Variations and improvements on these basic techniques have also been proposed such as U.S. Pat. No. 5,907,628 to Yolles et al., which among other things point out to the drawbacks of using the sampled correlation surface to find the minimum and argue that due to coarse sampling of the surface this point may not correspond to the true minimum. Hence, they argue that the subsequent sub-pixel interpolation step would do little to improve the detected minimum and a false alignment would result, leading to false alarms in detection. Yolles et al. proposes to alleviate these problems by an elaborate comparison process based on improved comparison entities.
With any of the above methods, the use of a single feasible (comparatively low) resolution for scanning the entire surface of the article inspected leads to a set of defect candidates. These defect candidates necessarily include both legitimate defects as well as false alarms, due to the inability of the methods to completely filter out expected variations between a test and reference image. This results in the alarm to be a set of defect candidates and arises the need to validate the candidates to form the true defect map of the article inspected. Furthermore, there is a strong need to classify the legitimate defects into a number of defect classes to help with the disposition of the article inspected, in some applications possibly enabling the article to be repaired.
One solution along these lines has been proposed by U.S. Pat. No. 5,699,447 to Alumot et al. which describes a two stage scanning approach. The entire panel is first scanned at a higher speed by a stage of a comparatively low resolution non-Charge Coupled Device (CCD) optical system with a small diameter laser beam in a raster scan mode. This is followed by a second stage scan with a high resolution CCD-based optical system. The latter scanning stage extracts the higher resolution images of all the defect suspect locations which have been detected by the former scanning stage. Although this solution addresses the need to extract higher resolution images of the detected objects for their validation, it is different from the current invention in that the first stage of examination is by means of a raster scan with a small diameter laser beam and also for the fact that the two examinations are in sequential stages. The disadvantages include the following:
(a) Increased cycle time: The high resolution imaging stage comes immediately after the main detection stage. The sequential nature of the high resolution imaging has considerable impact on the inspection cycle time since the time required for high resolution image acquisition, review and classification is added to the time required for the detection scan.
(b) Idle imaging resources: The high resolution defect review imager is idle while the detection imager is active and the detection imager is idle while the review imager is active. This leads to an inefficient use of the system resources within the given time constraints.
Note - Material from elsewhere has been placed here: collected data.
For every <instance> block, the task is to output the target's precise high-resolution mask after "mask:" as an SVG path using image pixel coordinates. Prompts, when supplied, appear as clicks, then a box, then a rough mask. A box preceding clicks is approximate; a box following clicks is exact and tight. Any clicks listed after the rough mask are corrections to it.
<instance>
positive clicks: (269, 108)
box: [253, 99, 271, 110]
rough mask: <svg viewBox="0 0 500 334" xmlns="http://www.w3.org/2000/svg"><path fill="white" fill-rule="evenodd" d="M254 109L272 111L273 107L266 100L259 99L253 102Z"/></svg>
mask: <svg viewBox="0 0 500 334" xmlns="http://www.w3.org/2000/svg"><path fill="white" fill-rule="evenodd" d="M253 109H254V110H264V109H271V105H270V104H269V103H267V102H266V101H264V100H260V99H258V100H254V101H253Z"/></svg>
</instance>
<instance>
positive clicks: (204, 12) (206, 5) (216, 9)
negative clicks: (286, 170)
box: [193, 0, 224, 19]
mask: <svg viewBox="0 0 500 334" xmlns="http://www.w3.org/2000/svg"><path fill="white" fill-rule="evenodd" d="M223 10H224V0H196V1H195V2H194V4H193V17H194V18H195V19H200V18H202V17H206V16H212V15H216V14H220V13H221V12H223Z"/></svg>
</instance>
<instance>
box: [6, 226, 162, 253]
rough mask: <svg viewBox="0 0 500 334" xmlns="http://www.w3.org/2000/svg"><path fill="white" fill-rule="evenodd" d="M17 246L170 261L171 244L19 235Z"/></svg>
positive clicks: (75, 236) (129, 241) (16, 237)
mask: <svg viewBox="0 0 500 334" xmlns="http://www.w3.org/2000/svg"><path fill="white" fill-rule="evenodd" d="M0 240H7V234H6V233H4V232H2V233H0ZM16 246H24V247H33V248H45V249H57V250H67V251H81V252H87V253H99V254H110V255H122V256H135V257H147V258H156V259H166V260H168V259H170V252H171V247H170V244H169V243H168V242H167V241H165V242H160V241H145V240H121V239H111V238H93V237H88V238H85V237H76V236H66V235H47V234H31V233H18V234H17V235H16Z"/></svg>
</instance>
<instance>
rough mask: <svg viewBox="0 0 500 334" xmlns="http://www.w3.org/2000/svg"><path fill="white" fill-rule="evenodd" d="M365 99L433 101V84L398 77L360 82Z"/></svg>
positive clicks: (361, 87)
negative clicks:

(c) Non-optimal review process: When classification is necessary, and production environment time constraints prevent the imaging of all candidate locations, the user of the system may be left with the difficult task of deciding how many and which of the candidates to collect and process with the high resolution review imager.
What is needed is a fully automatic and overlapped high resolution defect review system operating in combination with a rapid and accurate classification technique to improve both the speed and accuracy of inspection and repair.